MIDAS Reproducibility Showcase
I was recently on a small team of Glotzer Lab members (peeps, as we say) that competed in the MIDAS Reproducibility Challenge. The purpose of this challenge was to “highlight quality, reproducible work at the University of Michigan by collecting examples of best practices across diverse fields.” We prepared and submitted a report highlighting our efforts in this arena. Our submission was selected to present at the Reproducibility Showcase, and we gave an approximately 45 minute talk on our group’s approach to reproducibility. While the group’s full software stack promotes reproducibility through our professional software engineering practices and integration with the scientific Python ecosystem, signac is the project that most directly addresses this issue.
Our talk was organized as follows: Joshua Anderson gave an introduction to our software stack and software development practices, then I gave a short introduction to signac, followed by two case studies of research projects that represent our group’s efforts towards reproducible science. My section was short, 7 minutes, so I basically had enough time to introduce the signac framework and discuss how signac-flow promotes reproducible computational research. This was my first time giving a talk on signac, so despite the brevity of my talk, I found it difficult to put together exactly what I wanted to say. But as we all know, insight generally lies behind difficulty, and that was certainly the case here.

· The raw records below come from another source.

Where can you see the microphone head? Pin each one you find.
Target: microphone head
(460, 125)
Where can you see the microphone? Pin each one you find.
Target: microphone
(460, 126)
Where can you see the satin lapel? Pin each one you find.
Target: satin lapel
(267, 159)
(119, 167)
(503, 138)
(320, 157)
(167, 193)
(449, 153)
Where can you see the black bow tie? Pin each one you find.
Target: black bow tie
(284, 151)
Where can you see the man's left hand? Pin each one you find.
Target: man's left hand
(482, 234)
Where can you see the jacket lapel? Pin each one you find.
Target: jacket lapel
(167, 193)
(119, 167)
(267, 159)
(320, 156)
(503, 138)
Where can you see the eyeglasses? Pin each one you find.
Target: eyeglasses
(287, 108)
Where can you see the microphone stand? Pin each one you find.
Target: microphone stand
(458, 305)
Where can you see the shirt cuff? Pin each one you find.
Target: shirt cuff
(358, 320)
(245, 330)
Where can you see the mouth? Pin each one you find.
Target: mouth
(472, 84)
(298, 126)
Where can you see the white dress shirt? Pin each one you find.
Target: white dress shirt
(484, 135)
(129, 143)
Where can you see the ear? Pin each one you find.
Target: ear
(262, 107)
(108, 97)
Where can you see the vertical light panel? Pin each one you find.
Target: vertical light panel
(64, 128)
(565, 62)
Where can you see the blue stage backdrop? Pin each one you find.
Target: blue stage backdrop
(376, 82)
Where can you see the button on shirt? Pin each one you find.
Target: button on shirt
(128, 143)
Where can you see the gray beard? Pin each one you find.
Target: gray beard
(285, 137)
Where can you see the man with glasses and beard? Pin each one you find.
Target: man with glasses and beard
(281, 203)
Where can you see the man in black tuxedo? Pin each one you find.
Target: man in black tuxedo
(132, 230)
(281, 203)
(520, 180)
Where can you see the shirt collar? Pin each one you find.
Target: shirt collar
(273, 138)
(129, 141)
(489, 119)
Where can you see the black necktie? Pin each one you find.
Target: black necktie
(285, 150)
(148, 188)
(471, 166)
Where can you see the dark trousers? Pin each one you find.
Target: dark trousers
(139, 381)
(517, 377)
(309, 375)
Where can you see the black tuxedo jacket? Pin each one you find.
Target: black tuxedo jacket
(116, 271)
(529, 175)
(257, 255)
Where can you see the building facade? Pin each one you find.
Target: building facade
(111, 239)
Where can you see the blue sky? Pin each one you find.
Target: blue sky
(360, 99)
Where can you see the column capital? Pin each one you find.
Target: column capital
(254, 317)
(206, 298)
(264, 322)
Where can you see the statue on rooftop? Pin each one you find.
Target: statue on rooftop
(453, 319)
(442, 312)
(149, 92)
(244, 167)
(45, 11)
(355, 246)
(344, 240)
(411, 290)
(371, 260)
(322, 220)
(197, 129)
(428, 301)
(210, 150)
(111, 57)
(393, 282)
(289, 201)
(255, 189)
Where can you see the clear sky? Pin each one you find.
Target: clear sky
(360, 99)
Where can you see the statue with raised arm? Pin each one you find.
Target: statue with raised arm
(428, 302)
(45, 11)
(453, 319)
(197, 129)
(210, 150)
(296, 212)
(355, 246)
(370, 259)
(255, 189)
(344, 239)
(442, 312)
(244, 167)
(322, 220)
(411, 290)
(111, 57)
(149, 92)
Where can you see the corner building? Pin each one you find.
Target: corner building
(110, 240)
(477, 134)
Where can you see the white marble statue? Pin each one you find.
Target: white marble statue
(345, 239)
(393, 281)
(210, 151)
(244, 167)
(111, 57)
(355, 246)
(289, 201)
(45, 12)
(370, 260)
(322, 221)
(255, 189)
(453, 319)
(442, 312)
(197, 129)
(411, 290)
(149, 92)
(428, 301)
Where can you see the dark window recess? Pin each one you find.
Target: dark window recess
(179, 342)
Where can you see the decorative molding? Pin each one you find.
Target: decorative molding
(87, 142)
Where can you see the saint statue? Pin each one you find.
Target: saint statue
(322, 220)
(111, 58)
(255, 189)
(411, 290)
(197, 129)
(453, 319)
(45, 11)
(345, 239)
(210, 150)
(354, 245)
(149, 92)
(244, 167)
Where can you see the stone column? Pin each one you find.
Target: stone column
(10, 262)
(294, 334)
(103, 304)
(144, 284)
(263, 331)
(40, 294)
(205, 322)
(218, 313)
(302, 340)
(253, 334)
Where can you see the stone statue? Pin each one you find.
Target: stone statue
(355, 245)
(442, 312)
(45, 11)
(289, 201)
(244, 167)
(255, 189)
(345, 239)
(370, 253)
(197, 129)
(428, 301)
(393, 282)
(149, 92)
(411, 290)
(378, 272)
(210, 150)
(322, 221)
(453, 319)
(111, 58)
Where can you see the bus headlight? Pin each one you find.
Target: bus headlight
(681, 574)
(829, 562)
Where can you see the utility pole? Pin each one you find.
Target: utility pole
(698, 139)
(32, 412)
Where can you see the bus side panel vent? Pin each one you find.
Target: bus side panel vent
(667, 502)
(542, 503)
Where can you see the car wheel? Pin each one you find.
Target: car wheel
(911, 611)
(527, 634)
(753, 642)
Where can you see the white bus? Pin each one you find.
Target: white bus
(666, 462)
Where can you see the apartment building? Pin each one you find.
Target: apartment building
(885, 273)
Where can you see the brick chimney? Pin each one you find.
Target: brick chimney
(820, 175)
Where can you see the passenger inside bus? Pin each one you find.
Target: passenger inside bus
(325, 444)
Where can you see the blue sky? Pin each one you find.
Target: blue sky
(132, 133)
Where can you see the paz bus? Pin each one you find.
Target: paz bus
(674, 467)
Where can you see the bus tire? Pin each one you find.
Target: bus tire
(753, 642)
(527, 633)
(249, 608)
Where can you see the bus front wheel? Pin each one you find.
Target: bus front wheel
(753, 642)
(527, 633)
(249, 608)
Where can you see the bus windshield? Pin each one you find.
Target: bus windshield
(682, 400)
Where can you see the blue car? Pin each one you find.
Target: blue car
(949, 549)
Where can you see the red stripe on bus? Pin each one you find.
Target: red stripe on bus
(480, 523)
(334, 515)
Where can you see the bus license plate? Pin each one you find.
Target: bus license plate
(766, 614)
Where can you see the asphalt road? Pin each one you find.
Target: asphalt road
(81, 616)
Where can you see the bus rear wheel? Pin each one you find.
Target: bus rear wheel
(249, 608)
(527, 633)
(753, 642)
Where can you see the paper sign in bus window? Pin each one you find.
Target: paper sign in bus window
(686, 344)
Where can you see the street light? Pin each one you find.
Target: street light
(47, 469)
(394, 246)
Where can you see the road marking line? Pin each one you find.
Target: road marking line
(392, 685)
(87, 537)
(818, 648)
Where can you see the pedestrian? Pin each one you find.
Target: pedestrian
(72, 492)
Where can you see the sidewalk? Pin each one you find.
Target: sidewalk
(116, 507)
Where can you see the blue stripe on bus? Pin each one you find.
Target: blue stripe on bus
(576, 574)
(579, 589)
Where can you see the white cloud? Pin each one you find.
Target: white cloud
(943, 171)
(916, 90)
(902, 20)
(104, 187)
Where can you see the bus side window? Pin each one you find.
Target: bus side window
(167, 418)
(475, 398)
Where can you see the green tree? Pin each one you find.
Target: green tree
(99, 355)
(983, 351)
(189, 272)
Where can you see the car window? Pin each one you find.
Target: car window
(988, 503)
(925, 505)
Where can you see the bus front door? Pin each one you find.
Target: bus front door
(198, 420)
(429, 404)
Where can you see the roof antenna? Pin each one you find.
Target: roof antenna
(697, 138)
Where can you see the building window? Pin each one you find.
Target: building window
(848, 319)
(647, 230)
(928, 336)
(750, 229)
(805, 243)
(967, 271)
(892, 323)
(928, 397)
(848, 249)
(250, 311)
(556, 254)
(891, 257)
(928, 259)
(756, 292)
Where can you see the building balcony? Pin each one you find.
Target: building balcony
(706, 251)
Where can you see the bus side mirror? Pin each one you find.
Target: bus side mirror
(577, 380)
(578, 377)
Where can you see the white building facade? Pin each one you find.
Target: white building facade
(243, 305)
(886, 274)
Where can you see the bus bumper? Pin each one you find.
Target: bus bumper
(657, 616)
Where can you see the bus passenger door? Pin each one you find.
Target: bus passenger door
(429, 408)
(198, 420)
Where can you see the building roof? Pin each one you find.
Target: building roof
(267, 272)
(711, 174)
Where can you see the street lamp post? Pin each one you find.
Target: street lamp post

I had two major revelations while putting together and giving this talk. And by revelations, I mean things that I’ve known at a surface level but now fully appreciate. Or, as they say, my knowledge grew into wisdom. First, I more fully appreciate the ingenuity of signac’s workspace organization on the file system. By hashing the state point into a unique id for each job, you can truly manage an extremely heterogeneous data space with no additional overhead from the complexity of that data space. In principle, you could manange an entire Ph.D. worth of data in a single signac project (just because you can does not mean you should, but you certainly can). As an added benefit of this organization, your project’s metadata is stored in a completely human readable format — no more trying to parse directory paths for metadata.
My second realization involves TRUE molecular simulations. There is a push within the molecular simulation community for simulations are TRUE, that is, Transparent, Reproducible, Usable by others, and Extensible. I realized as I was talking (literally as I was giving the talk) that not only does signac make TRUE simulations easier to achieve, it actually makes it difficult to run simulations that aren’t TRUE. Once a signac-managed computational research project is completed, the researcher can deposit the project and workspace in a data repository (e.g., U-M’s Deep Blue). The indexing, searching, and filtering capabilities of signac then make the data both transparent and usable by others. The computational workflow defined by the signac-flow project means the project is completely reproducible (given enough computational resources, if necessary). And finally, since signac fits nicely into the scientific Python ecosystem, it is straightforward to extend the project. Hence, by using signac and signac-flow (name a more iconic duo… I’ll wait), you essentially get TRUE simulations for free.
All in all, this was a good experience and I am glad I participated. Given the ongoing reproducibility crisis and the über-relevant role that scientists play in the public’s response to crises, it is imperative that all researchers strive for reproducibility. For computational work, signac minimizes the overhead of this challenge, and as a result I am proud to be a part of a research group that makes this pursuit a top priority.